La crise financière suscite un vif débat sur ses causes, ainsi que sur les (voire "la") solutions. Dans le Wall Street Journal du 18 octobre, deux commentaires visaient à contrer l'argument selon lequel c'était la déréglementation du secteur financier qui était "la" cause:
D'abord, dans Another 'Deregulation' Myth, on insiste sur l'impact des réformes réglementaires effectuées par la Securities and Exchange Commission en matière de normes de solvabilité:
the press corps has now fingered a 2004 change in SEC net capital rules. In fact, then-SEC Chairman William Donaldson's reform was anything but deregulation. A regulatory failure, yes, and a cautionary tale for those who think new regulation will solve everything.
The 2004 change won unanimous approval from SEC commissioners and Democrat Annette Nazareth, who ran the market regulation division at the time. Rather than deregulation, it was a breathtaking regulatory leap for an agency that had traditionally focused on protecting individual investors. Under the new program, the SEC would not simply monitor broker-dealers to ensure that client accounts were safe. The commission staff would collect new data from the parent companies of brokerages and require new monthly and quarterly reports. Firms were supposed to provide detailed explanations of internal risk models.
[...]Was Basel II a libertarian plot cooked up at the Cato Institute? Not quite. It was the product of years of effort by the world's major central banks, intended to avoid crises such as the U.S. savings and loan disaster. Basel embraced the theory that a common set of global banking standards and more intensive study of the risks of particular assets would yield both more efficient use of capital and a more stable financial system.
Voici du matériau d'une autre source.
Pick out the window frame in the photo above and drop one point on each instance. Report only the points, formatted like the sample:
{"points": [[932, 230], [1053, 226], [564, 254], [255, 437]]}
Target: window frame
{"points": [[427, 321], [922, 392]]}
We now know it did not create stable investment banks, but the SEC could be forgiven for thinking that if it was good enough for the world's central bankers, it was good enough for the commission.
De manière plus spécifique, dans Most Pundits Are Wrong About the Bubble, on souligne l'absence de liens entre la soit disante déréglementation et la création des produits financiers structurés, en insistant également sur les impacts inattendus de la réglementation:
As for the evils of deregulation, exactly which measures are they referring to? Financial deregulation for the past three decades consisted of the removal of deposit interest-rate ceilings, the relaxation of branching powers, and allowing commercial banks to enter underwriting and insurance and other financial activities.
[...]Even more to the point, subprime lending, securitization and dealing in swaps were all activities that banks and other financial institutions have had the ability to engage in all along. There is no connection between any of these and deregulation. On the contrary, it was the ever-growing Basel Committee rules for measuring bank risk and allocating capital to absorb that risk (just try reading the Basel standards if you don't believe me) that failed miserably. The Basel rules outsourced the measurement of risk to ratings agencies or to the modelers within the banks themselves. Incentives were not properly aligned, as those that measured risk profited from underestimating it and earned large fees for doing so.
L'article reconnaît toutefois (avec raison) que la crise est le produit de défaillances publiques et privées:
The current financial crisis, like many in the past, had its roots in several areas: loose monetary policy (from 2002-2005, the real fed-funds rate was persistently negative to a degree not seen since the mid-1970s); government subsidies for leverage in real estate (the list is a long one, but the government's role in Fannie and Freddie tops it); and many other errors by the public and private sector, including longstanding flaws in prudential regulation (see aforementioned Basel rules).
As we try to devise solutions to the regulatory problems, there is plenty of room for improvement and lots of sensible ideas about how to proceed -- all of which have been around for a long time. The single most important reform that is needed is the restoration of discipline in the measurement of risk within the banking system.